Some time you want to update a single table from different Flat File Sources.
This post shows how to carry out such logic with the assumption all the file are stored in a single directory and they all have the same structure and file formatting.
I have implemented this using two option
1. Using a Temp Data store
2. Using Procedure.
|LOOP||USED TO ASSIGN AND INCREMENT NO OF TIME FLOW HAS TO BE PROCESSED|
|GET_INTERFACE||SOURCE FILE TO BE PROCESSED BY INTERFACE|
|CHECK||USED TO CHECK WHETHER ALL FILES ARE PROCESSED OR NOT AT EVERY LOOP|
All the variable are Alphanumeric and Historize property.
Using Temp Data store
Temporary Interface – FILE_LIST
Get the list of files in the Temporary Datastore in Work schema, so that we can process Interface sequentially based on the list of files.

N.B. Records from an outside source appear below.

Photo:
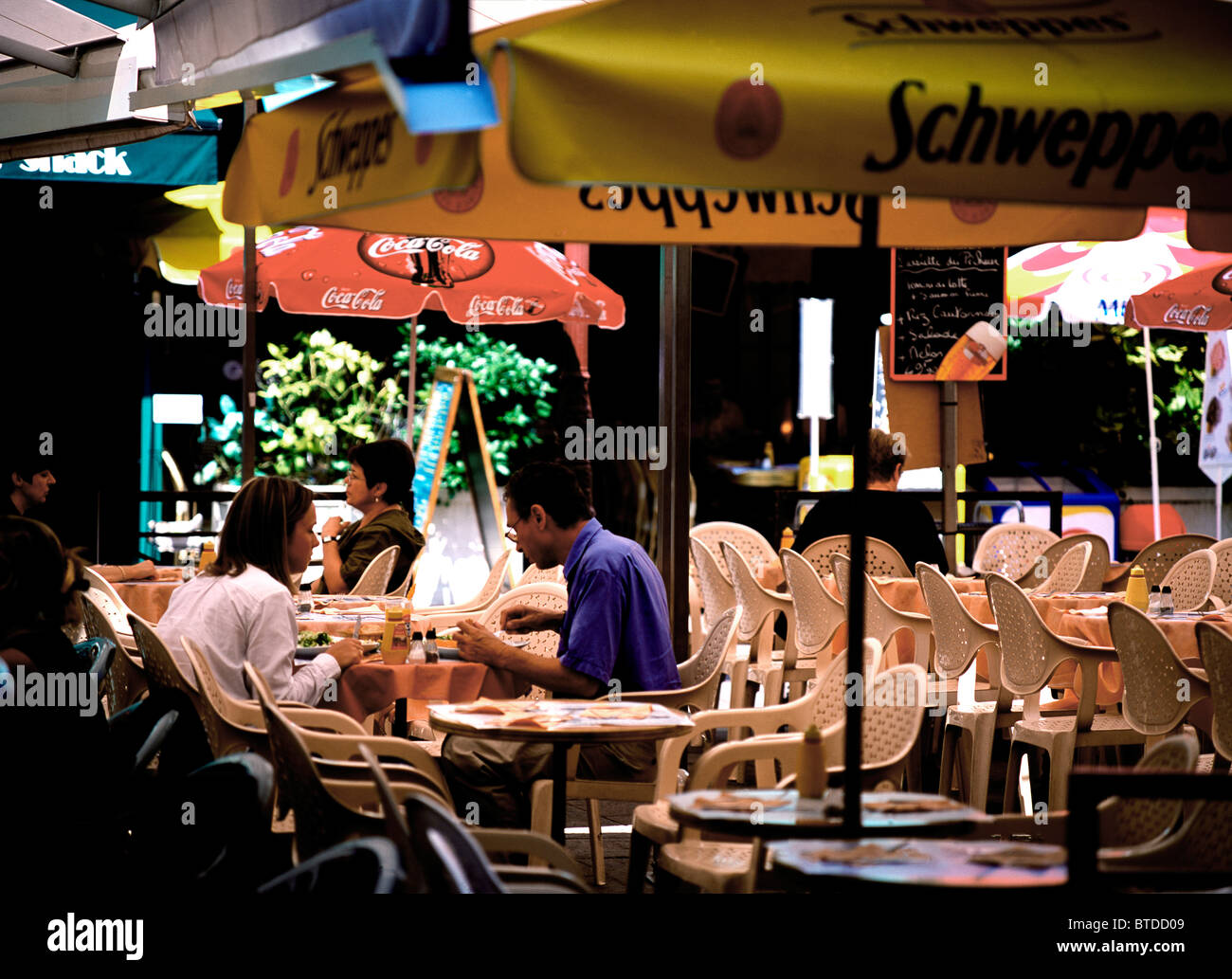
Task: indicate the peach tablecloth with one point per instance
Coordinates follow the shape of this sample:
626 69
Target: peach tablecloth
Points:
370 687
147 599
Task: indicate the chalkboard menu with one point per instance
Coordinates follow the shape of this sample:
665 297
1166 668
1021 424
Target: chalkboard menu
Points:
936 296
454 406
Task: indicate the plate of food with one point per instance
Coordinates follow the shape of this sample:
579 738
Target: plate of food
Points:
313 643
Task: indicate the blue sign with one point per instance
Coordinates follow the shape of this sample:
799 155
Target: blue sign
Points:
431 443
173 160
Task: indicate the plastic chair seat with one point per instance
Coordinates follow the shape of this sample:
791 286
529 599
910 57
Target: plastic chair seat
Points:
714 867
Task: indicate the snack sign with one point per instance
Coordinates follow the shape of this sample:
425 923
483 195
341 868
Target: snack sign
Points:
1215 444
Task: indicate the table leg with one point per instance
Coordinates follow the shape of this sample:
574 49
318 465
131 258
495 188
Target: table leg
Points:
559 771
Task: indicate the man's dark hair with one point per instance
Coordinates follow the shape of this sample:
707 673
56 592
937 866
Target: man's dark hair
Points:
390 462
882 456
551 485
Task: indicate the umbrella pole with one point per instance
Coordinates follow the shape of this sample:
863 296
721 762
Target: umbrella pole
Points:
247 452
410 382
1154 459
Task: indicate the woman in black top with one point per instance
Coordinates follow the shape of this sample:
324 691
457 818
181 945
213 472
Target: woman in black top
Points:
377 485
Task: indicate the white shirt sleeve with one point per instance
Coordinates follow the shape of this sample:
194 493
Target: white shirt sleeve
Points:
271 649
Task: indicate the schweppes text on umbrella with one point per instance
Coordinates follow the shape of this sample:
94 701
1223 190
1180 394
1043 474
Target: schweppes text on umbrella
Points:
1071 136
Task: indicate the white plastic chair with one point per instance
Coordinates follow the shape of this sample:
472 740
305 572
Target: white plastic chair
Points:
376 576
879 558
1191 579
115 608
755 550
1010 550
1030 654
1068 572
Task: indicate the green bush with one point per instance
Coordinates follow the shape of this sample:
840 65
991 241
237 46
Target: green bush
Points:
328 395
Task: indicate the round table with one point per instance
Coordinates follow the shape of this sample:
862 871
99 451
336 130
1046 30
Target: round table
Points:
567 728
779 813
945 863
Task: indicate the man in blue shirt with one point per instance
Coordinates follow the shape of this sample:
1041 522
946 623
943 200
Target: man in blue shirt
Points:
614 637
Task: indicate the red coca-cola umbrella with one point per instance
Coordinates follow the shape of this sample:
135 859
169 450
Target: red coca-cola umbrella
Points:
1200 299
337 271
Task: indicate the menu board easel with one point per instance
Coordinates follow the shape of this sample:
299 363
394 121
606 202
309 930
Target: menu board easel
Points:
454 406
936 296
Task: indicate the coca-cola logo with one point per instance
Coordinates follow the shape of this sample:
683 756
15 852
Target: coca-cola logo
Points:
356 299
504 305
427 262
1187 316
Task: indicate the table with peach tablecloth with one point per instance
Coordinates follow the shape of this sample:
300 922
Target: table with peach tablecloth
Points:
147 599
370 687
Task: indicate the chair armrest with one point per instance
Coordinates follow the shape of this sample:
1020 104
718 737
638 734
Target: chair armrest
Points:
346 748
714 766
530 843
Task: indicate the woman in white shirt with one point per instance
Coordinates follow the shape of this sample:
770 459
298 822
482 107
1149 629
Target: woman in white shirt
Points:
242 608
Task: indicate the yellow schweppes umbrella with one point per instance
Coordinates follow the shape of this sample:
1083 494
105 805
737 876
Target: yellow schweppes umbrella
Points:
503 204
344 147
1115 101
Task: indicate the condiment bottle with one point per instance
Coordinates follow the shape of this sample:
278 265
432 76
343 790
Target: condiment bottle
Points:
974 354
811 771
393 616
1136 591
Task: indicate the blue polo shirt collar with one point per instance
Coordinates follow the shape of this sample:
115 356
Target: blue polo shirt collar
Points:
579 546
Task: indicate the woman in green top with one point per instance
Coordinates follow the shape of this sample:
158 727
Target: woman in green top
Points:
380 486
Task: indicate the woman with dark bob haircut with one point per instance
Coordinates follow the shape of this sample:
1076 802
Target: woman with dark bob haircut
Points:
377 485
241 607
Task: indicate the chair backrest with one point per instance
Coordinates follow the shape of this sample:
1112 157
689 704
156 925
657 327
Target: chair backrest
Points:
759 605
1191 579
376 576
1157 558
879 558
1132 822
1010 550
450 860
1223 587
536 575
213 703
109 600
959 634
1068 571
717 593
1215 648
818 613
752 546
124 681
709 661
1096 568
320 819
881 620
401 591
1031 652
1154 700
161 670
543 595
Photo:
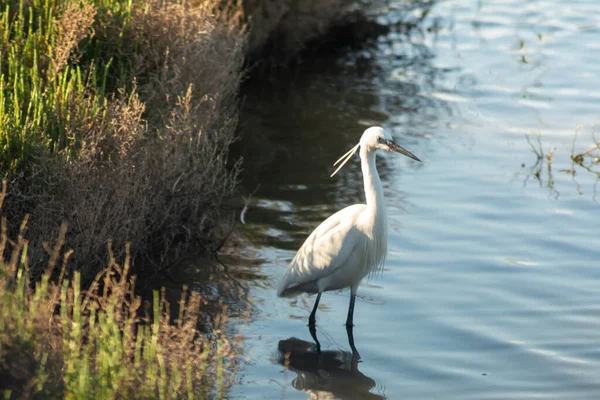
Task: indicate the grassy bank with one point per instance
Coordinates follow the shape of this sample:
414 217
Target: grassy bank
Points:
60 341
116 117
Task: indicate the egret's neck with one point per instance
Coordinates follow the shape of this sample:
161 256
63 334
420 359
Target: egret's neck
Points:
373 188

Next Step is to Assign the variable ‘ LOOP ‘ = 0 (Zero )
Next Step is to get the File Name to be processed the Interface . Refresh the Variable.
Apply the required query so it fetches the next record in the loop.
Here iam getting the ‘ File name ‘ to be processed based on the Loop Number so the First loop will fetch the First file , second loop next file and keep doing so for others.
SELECT FILE_NAME FROM <%=odiRef.getInfo(“DEST_WORK_SCHEMA”)%>.FILE_LIST
The Next step is to use that File and process the Interface. Here in the Model i have used the ‘ Resource Name – #GET_INTEFACE ‘ as i want to get the right file for processing.
Next Step is to Refresh the Variable ‘ Check ‘ ,which checks if all the interface is been processed or not.
In this Step iam checking whether all the interface is been processed or not.
The logic is pretty simple to subtract the Loop value from the Total count , so if i have 10 files in the first loop i would have
Count(*) = 10
Loop = 1 so remaining interface 10-1 =9 to be process and when its Zero i stop the Flow .
SELECT COUNT(*)-#LOOP FROM <%=odiRef.getInfo(“DEST_WORK_SCHEMA”)%>.FILE_LIST
Next Step is to increment the Value of ‘ LOOP’ as there are still interface to be processed.
This is summary of the overall flow.
1. Get the File list into the Temporpary Datastore ( ‘FILE_LIST’)
2. Assign the Loop to Zero
3. Get the Next File to processed.
4. Process the Interface by passing the value from #GET_INTERFACE variable
5. Refresh the Variable Check
6. Check if there are still Files to be processed or not. If so Next step , else Exit .
7. Increment the Loop by 1.
Using ODI Procedure
You can perform the above logic , using an ODI Procedure , instead of a temporary datastore.
I personally would prefer this method as its easy to maintain and modify when required.
The steps are very simple and as follows.
1. Drop the Temporary Table.
2. Create the Temporary table in the Work Schema.
3. Insert the Required File and Values.
DROP TABLE <%=odiRef.getInfo(“DEST_WORK_SCHEMA”)%>.FILE_LIST
CREATE TABLE <%=odiRef.getInfo(“DEST_WORK_SCHEMA”)%>.FILE_LIST
INTO <%=odiRef.getInfo(“DEST_WORK_SCHEMA”)%>.FILE_LIST VALUES (1,’FILE1.TXT’)
INTO <%=odiRef.getInfo(“DEST_WORK_SCHEMA”)%>.FILE_LIST VALUES (2,’FILE2.TXT’)
INTO <%=odiRef.getInfo(“DEST_WORK_SCHEMA”)%>.FILE_LIST VALUES (3,’FILE3.TXT’)
SELECT * FROM dual
[ Note : Please note its a best practise to use a unique work_schema and use in all the Physical schema defination . I have used a common work_schema called ‘ WORK_SCHEMA’ , so when i create all the temporary data store or procedure they are all in the Temporary work schema ‘ WORK_SCHEMA’ . The other good point will be that if any error occurs during the Interface and due to some reason the temporary objects like C$_,I$_ etc dont get dropped and they will be seen in the main table.]